THREE CROWNS HOTEL, HORSEFAIR STREET/GALLOWTREE GATE

Photo above: Three Crowns. Horsefair Street, the Rifle Volunteer seen next door.

One of the major Leicester coaching Inns, built circa 1720. The name commemorated the union of the crown of Hanover (George I) with England and Scotland in 1714.

The last coach leaving the Three Crowns, 1868.  A year later the inn was demolished with a new bank, the National Provincial, now a Nat West is built on the site. (The two pillars holding the portico purported to have been two of the original four from the High Cross ?)

Many banquets and feasts were held here for the ‘great and good’ of Leicester.  The mayor would entertain dignitaries who visited Leicester.

Part of a menu from a 1745 feast.

One landlord of the Three  Crowns was William Bishop:  Bishop Street is named after him. A future Mayor of Leicester, William followed his father, James who was possibly the first landlord. William’s son, Willoughby, succeeded.  Described as a ‘beau’ and single, he was the last of the Bishop family to be ‘mine host.’

Top hatted gents, outside the Three Crowns.
Demise and demolition of the Three Crowns, 1869.  As with most coaching inns, it couldn’t compete with the steam train.(photo Newark Houses Museum)

A local newspaper lamented the demolition of the Three Crowns:

‘Throughout the reigns of George I, II, III, IV and William IV,  the Three Crowns was associated with memories of its proprietors.  Long before the scream of the locomotive had been herd in the valley of the Soar, before even a coach ran to and from the metropolis, the old inn was a halting place for the stranger. When the stage coach began its journey the Three Crowns was in the ascendant.
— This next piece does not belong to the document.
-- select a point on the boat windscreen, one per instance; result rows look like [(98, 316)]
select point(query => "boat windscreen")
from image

But when the Midland railway opened, the coaches one by one disappeared, the bustle of the inn yard, changing of horses, groups of idlers gathering around the coaches, became pictures of the past.

The old landlords pined away, and old ostlers groaned in corners as the glory of the inn departed.

Architecturally, the inn with its early Georgian staircase, half panelled rooms, its rear assembly room supported by the old pillars of the High Cross will be no more.

In a few years the Three Crowns will be known by tradition only, a building which had filled a place in the minds eye of successive generations will no longer be remembered, except in a dream or faded picture, and another generation will know it no more.’